As students arrive, so do H1N1 fears
swine flu

As students arrive, so do H1N1 fears


By Meg Haskell
BDN Staff

ORONO, Maine — As students at Maine’s colleges, universities and other residential schools arrive on campus for the start of the 2009-10 academic year, they will encounter a new twist to their orientation programs.

School officials have been working overtime to prepare for an expected surge in cases of the H1N1 flu and getting the word out to students and their families — as well as faculty and staff — is paramount.

Already, colleges across the country are seeing spikes in the number of students with suspected cases of swine flu as dorms fill up and classes begin for the fall semester.

At Georgia Tech in Atlanta, for example, 150 suspected cases of the highly contagious virus have been identified in the two weeks since students moved back to campus.

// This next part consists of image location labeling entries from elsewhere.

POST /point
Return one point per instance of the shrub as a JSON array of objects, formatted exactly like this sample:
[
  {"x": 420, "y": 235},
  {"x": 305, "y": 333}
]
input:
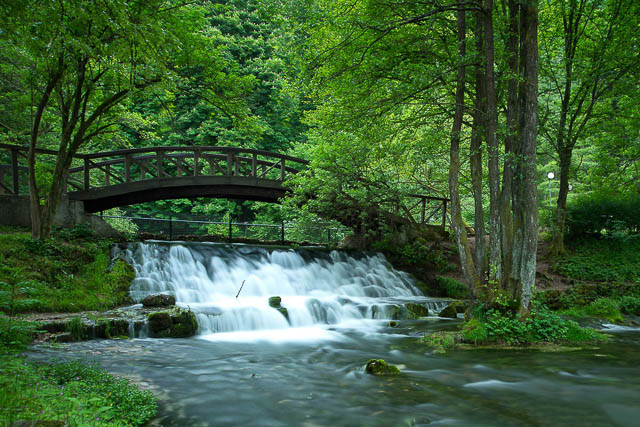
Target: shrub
[
  {"x": 541, "y": 326},
  {"x": 452, "y": 288},
  {"x": 630, "y": 305},
  {"x": 598, "y": 212}
]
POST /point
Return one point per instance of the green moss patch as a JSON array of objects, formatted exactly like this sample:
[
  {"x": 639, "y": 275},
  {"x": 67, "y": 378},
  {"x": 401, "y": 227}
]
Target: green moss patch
[{"x": 63, "y": 274}]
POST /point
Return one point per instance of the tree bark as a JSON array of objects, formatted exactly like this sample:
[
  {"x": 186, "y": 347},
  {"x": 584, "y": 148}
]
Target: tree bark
[
  {"x": 475, "y": 160},
  {"x": 457, "y": 222},
  {"x": 529, "y": 21}
]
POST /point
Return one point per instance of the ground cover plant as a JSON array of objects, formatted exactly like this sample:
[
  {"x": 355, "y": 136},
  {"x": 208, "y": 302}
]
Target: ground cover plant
[
  {"x": 74, "y": 273},
  {"x": 603, "y": 260},
  {"x": 71, "y": 392}
]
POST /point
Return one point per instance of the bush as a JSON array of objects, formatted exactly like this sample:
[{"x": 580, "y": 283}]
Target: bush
[
  {"x": 630, "y": 305},
  {"x": 452, "y": 288},
  {"x": 542, "y": 326},
  {"x": 598, "y": 212},
  {"x": 603, "y": 260},
  {"x": 69, "y": 393}
]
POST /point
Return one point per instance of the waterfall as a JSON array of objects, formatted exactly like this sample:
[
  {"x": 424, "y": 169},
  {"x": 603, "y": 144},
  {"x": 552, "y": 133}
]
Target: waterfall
[{"x": 317, "y": 288}]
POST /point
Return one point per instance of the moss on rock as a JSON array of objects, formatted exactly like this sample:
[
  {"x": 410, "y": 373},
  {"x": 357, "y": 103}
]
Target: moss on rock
[
  {"x": 418, "y": 309},
  {"x": 380, "y": 367},
  {"x": 449, "y": 311},
  {"x": 178, "y": 323}
]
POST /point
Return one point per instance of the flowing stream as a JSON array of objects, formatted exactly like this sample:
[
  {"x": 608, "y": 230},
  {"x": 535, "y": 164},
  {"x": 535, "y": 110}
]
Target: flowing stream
[{"x": 250, "y": 365}]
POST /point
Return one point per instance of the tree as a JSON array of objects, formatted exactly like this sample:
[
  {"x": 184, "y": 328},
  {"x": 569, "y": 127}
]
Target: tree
[
  {"x": 81, "y": 59},
  {"x": 586, "y": 54},
  {"x": 385, "y": 72}
]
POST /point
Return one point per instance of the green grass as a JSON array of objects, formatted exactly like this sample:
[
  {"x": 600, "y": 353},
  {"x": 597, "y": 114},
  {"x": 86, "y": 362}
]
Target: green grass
[
  {"x": 602, "y": 308},
  {"x": 72, "y": 392},
  {"x": 603, "y": 260},
  {"x": 541, "y": 326},
  {"x": 69, "y": 272}
]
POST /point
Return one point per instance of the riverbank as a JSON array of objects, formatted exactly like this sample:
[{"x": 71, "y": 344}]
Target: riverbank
[{"x": 65, "y": 268}]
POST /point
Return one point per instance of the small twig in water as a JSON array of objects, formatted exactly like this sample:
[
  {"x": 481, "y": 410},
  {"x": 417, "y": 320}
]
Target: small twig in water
[{"x": 240, "y": 290}]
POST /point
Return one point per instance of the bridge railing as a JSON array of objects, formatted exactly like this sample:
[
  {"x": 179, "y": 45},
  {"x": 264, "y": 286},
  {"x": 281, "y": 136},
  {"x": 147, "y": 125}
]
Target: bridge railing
[
  {"x": 124, "y": 166},
  {"x": 175, "y": 228}
]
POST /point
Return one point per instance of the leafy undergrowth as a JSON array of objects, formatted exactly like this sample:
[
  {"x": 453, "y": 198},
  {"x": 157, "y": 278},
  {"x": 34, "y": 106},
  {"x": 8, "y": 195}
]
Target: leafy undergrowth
[
  {"x": 71, "y": 392},
  {"x": 603, "y": 260},
  {"x": 505, "y": 329},
  {"x": 69, "y": 272}
]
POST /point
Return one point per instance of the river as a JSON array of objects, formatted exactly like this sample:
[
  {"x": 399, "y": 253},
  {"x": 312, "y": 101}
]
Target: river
[{"x": 250, "y": 366}]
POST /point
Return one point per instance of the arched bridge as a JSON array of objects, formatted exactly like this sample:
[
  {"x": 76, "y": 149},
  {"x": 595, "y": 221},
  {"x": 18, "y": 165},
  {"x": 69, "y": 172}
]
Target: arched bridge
[{"x": 124, "y": 177}]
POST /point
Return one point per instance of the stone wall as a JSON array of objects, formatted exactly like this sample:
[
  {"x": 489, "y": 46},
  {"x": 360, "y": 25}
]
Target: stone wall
[{"x": 15, "y": 211}]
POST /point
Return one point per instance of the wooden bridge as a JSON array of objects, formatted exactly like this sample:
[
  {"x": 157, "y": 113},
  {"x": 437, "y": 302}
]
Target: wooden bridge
[{"x": 125, "y": 177}]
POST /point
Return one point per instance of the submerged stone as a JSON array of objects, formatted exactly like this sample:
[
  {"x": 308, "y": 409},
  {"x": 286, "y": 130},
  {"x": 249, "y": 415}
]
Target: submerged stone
[
  {"x": 159, "y": 300},
  {"x": 449, "y": 311},
  {"x": 275, "y": 302},
  {"x": 418, "y": 309},
  {"x": 381, "y": 368},
  {"x": 178, "y": 323}
]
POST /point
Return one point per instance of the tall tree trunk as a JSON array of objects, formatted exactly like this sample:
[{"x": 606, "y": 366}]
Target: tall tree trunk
[
  {"x": 557, "y": 242},
  {"x": 529, "y": 20},
  {"x": 464, "y": 249},
  {"x": 510, "y": 146},
  {"x": 495, "y": 258},
  {"x": 475, "y": 155}
]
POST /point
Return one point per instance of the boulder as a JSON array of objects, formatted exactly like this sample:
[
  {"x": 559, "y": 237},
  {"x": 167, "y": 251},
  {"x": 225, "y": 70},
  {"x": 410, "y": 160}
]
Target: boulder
[
  {"x": 449, "y": 311},
  {"x": 381, "y": 368},
  {"x": 178, "y": 323},
  {"x": 275, "y": 302},
  {"x": 418, "y": 309},
  {"x": 159, "y": 300}
]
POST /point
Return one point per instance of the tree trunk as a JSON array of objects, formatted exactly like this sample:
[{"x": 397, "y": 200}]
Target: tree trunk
[
  {"x": 475, "y": 160},
  {"x": 510, "y": 146},
  {"x": 557, "y": 242},
  {"x": 529, "y": 20},
  {"x": 464, "y": 250},
  {"x": 495, "y": 258}
]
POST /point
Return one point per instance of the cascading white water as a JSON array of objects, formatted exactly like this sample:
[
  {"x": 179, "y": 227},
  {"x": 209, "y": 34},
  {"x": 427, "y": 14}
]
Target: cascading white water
[{"x": 317, "y": 288}]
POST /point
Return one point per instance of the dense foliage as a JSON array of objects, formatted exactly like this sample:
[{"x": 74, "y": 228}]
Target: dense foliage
[{"x": 74, "y": 273}]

Wayne Maines, director of safety and environmental management at the University of Maine in Orono, said Thursday that campus planning for the H1N1 outbreak began last spring when the first cases in Mexico and Southern California began to make national news. Fortunately, the university graduated the class of 2009 and most students left campus before the viral disease had a chance to spread into New England.

Now, though, public health officials expect to see cases multiply quickly as students re-enter the close confines of dormitories, classrooms, cafeterias and other shared spaces. Children and college-age adults are among the groups most prone to serious illness from H1N1.

Maines said students will be met with e-mail messages, links to a campus H1N1 Web site, posters and H1N1 presentations from school officials and their resident assistants. Everyone on campus will be actively encouraged to practice good respiratory hygiene — to cover coughs and sneezes, wash hands frequently and stay home or in the dorm when they are ill. The university is developing policies to encourage workers to stay home even without paid sick time, Maines said, and sick students will have access to computer-based options for continuing their studies without leaving their dorm rooms.

“The goal is to reduce potential exposures on campus,” he said.

In addition, he said, all UM students will be urged to get a vaccine for the regular seasonal flu to help keep them healthy and less likely to develop severe symptoms if they do contract H1N1.

Limited supplies of a new vaccine for H1N1 are expected to become available later this year and will be available to students through the on-campus health center, Maines said.

Rosa Redonnett of the University of Maine System office said all seven state universities have adopted similar strategies, based on national recommendations released earlier this month from the U.S. Centers for Disease Control and Prevention.

“It’s very consistent from campus to campus within the system,” she said. University campuses will not close unless the number or severity of cases makes normal operations impossible, she said.

At private Husson University in Bangor, student health center director Connie Potvin said students who become ill with flu symptoms will be encouraged to go home if they live within 250 miles of the campus. Those who remain will be asked to recover in their dorm rooms, even if they have a roommate.

“Most of our rooms are doubles with enough space for one student who is healthy and one who is ill,” Potvin said. Maintaining a distance of four to six feet between students will limit the spread of the illness, she said.

Should the number of affected students become overwhelming, she said, a separate area for isolating sick students from healthy ones will be set aside.

“It’s hard to know what course this will take,” she said of the H1N1 outbreak. “But we feel prepared.”

Dr. Dora Anne Mills, head of the Maine Center for Disease Control and Prevention, said Thursday that national guidelines for colleges and universities were developed with input from states’ experience with H1N1 this past spring and summer.

Maine’s experience coping with the virus in more than 40 of the state’s residential summer camps for children, as well as lessons from the 1918 flu pandemic here, helped inform the national guidelines, she said. She said the Maine CDC will continue to work closely with federal officials and all residential schools in the state to ensure they have accurate and up-to-date information for responding to the outbreak.

The Associated Press contributed to this report.